Members of the protein-disulfide isomerase superfamily catalyze the formation of intra- and intermolecular disulfide bonds, a rate-limiting step of protein folding in the endoplasmic reticulum (ER). Here we compared maturation of one obligate and two facultative calnexin substrates in cells with and without ERp57, the calnexin-associated, glycoprotein-specific oxidoreductase. ERp57 deletion did not prevent the formation of disulfide bonds during co-translational translocation of nascent glycopolypeptides in the ER. It affected, however, the post-translational phases of oxidative influenza virus hemagglutinin (HA) folding, resulting in significant loss of folding efficiency for this obligate calnexin substrate. Without ERp57, HA also showed reduced capacity to recover from an artificially induced aberrant conformation, thus revealing a crucial role of ERp57 during post-translational reshuffling to the native set of HA disulfides. ERp57 deletion did not affect maturation of the model facultative calnexin substrates E1 and p62 (and of most cellular proteins, as shown by lack of induction of ER stress). ERp72 was identified as one of the ER-resident oxidoreductases associating with the orphan ERp57 substrates to maintain their folding competence.

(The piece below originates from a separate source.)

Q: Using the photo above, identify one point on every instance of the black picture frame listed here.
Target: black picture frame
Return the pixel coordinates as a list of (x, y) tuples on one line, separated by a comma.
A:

Persistent Glycoprotein Misfolding Activates the Glucosidase II/UGT1-Driven Calnexin Cycle to Delay Aggregation and Loss of Folding Competence

The UDP-glucose:glycoprotein glucosyltransferase (UGT) is a central player of glycoprotein quality control in the endoplasmic reticulum (ER). UGT reglucosylation of nonnative glycopolypeptides prevents their release from the calnexin cycle and secretion. Here, we compared the fate of a glycoprotein with a reversible, temperature-dependent folding defect in cells with and without UGT1. Upon persistent misfolding, tsO45 G was slowly released from calnexin and entered a second level of retention-based ER quality control by forming BiP/GRP78-associated disulfide-bonded aggregates. This correlated with loss in the ability to correct misfolding. Deletion of UGT1 did not affect the stringency of ER quality control. Rather, it accelerated release from calnexin and transfer to the second ER quality control level, but it did so after an unexpectedly long lag, showing that cycling in the calnexin chaperone system is not frenetic, as claimed by existing models, and is fully activated only upon persistent glycoprotein misfolding.